Falando durante o lançamento da gala anti-caça ilegal, a ministra do Meio Ambiente do Zimbabué, Oppah Muchinguri, já pediu ajuda para travar a caça ilegal.

"Os atuais desafios enfrentados pelas Autoridades de Gestão da Vida Selvagem e Parques do Zimbabué e o país não podem ser subestimados.
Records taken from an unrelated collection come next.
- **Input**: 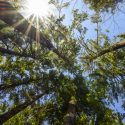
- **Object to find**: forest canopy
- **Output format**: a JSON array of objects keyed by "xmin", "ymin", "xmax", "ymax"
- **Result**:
[{"xmin": 0, "ymin": 0, "xmax": 125, "ymax": 125}]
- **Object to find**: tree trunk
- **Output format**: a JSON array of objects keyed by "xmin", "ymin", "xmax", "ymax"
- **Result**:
[
  {"xmin": 0, "ymin": 93, "xmax": 45, "ymax": 125},
  {"xmin": 0, "ymin": 47, "xmax": 37, "ymax": 59},
  {"xmin": 0, "ymin": 78, "xmax": 40, "ymax": 91},
  {"xmin": 64, "ymin": 102, "xmax": 76, "ymax": 125}
]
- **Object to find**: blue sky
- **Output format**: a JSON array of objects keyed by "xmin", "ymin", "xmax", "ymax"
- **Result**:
[{"xmin": 60, "ymin": 0, "xmax": 125, "ymax": 121}]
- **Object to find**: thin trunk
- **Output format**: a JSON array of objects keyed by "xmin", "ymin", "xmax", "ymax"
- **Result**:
[
  {"xmin": 0, "ymin": 78, "xmax": 40, "ymax": 91},
  {"xmin": 0, "ymin": 93, "xmax": 45, "ymax": 125},
  {"xmin": 64, "ymin": 103, "xmax": 76, "ymax": 125},
  {"xmin": 83, "ymin": 41, "xmax": 125, "ymax": 60},
  {"xmin": 0, "ymin": 0, "xmax": 70, "ymax": 64},
  {"xmin": 0, "ymin": 47, "xmax": 37, "ymax": 59}
]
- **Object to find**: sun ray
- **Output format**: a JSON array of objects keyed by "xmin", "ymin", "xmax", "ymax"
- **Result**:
[{"xmin": 25, "ymin": 16, "xmax": 35, "ymax": 35}]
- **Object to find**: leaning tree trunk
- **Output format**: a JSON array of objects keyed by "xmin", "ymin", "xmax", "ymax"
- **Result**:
[
  {"xmin": 0, "ymin": 47, "xmax": 38, "ymax": 59},
  {"xmin": 0, "ymin": 93, "xmax": 45, "ymax": 125},
  {"xmin": 0, "ymin": 78, "xmax": 42, "ymax": 91},
  {"xmin": 64, "ymin": 102, "xmax": 76, "ymax": 125}
]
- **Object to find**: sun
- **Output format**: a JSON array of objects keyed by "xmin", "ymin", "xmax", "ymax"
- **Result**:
[{"xmin": 25, "ymin": 0, "xmax": 53, "ymax": 18}]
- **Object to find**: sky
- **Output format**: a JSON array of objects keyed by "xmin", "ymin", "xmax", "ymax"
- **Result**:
[
  {"xmin": 19, "ymin": 0, "xmax": 125, "ymax": 121},
  {"xmin": 60, "ymin": 0, "xmax": 125, "ymax": 122}
]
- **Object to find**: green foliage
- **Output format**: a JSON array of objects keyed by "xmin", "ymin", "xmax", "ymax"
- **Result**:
[
  {"xmin": 83, "ymin": 0, "xmax": 123, "ymax": 12},
  {"xmin": 0, "ymin": 0, "xmax": 125, "ymax": 125}
]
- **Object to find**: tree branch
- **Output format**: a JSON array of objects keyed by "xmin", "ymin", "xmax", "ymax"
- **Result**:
[
  {"xmin": 0, "ymin": 0, "xmax": 70, "ymax": 63},
  {"xmin": 0, "ymin": 92, "xmax": 46, "ymax": 125},
  {"xmin": 0, "ymin": 47, "xmax": 37, "ymax": 59},
  {"xmin": 83, "ymin": 40, "xmax": 125, "ymax": 60}
]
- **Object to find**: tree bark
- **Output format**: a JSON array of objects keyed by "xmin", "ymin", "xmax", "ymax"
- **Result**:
[
  {"xmin": 83, "ymin": 41, "xmax": 125, "ymax": 60},
  {"xmin": 0, "ymin": 0, "xmax": 70, "ymax": 64},
  {"xmin": 0, "ymin": 78, "xmax": 40, "ymax": 91},
  {"xmin": 64, "ymin": 103, "xmax": 76, "ymax": 125},
  {"xmin": 0, "ymin": 92, "xmax": 45, "ymax": 125},
  {"xmin": 0, "ymin": 47, "xmax": 38, "ymax": 59}
]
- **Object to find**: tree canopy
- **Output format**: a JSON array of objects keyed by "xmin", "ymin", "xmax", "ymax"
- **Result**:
[{"xmin": 0, "ymin": 0, "xmax": 125, "ymax": 125}]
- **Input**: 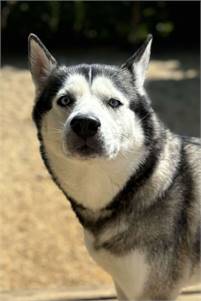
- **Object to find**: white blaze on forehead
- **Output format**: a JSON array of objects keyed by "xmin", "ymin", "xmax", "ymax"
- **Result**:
[
  {"xmin": 59, "ymin": 73, "xmax": 90, "ymax": 97},
  {"xmin": 58, "ymin": 70, "xmax": 128, "ymax": 103}
]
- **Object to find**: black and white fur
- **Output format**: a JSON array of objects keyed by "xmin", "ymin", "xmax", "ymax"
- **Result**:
[{"xmin": 29, "ymin": 34, "xmax": 201, "ymax": 300}]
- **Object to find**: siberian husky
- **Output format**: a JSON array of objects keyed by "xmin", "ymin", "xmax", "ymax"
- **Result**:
[{"xmin": 29, "ymin": 34, "xmax": 201, "ymax": 300}]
A Agência Nacional de Conservação é confrontada com muitos desafios", disse.

Oppah Muchinguri também não escondeu a sua satisfação diante da ajuda chinesa. "Quero agradecer aos nossos amigos chineses que nos apoiaram quando perdemos o nosso querido leão Cecil."

A ministra refere-se aos 2,3 milhões de dólares em equipamento doados pelo Governo chinês em julho para a proteção da vida selvagem e operações contra a caça ilegal no principal parque nacional de país. O famoso leão Cecil, de 13 anos, foi caçado ilegalmente por um dentista norte-americano em julho, no Parque Nacional de Hwange, a cerca de 700 quilómetros a sudeste de Harare.

Simbabwe Prozess Theo Bronkhorst Wilderer

Theo Bronkhorst, caçador zimbabueano também envolvido no caso

Uma dor que atrai ganhos

Brent Stapelkamp, investigador da Universidade de Oxford, disse que se sente arrasado com a morte de Cecil, mas acrescenta que as esperanças não estão perdidas, graças à publicidade que a imprensa deu ao incidente. "Foi trágico, mas vai trazer muitos resultados positivos para os leões e a conservação no Zimbabué, no seu todo. Vamos lembrar-nos sempre dele e penso que o seu legado vai trazer muito para a conservação dos leões no Zimbabué."

Para além de receber fundos, as autoridades zimbabueanas aumentaram as medidas de segurança em todos os parques nacionais. Também alguns voluntários chineses estão no país a ensinar as pessoas que vivem nas proximidades dos parques a viverem em harmonia com a natureza.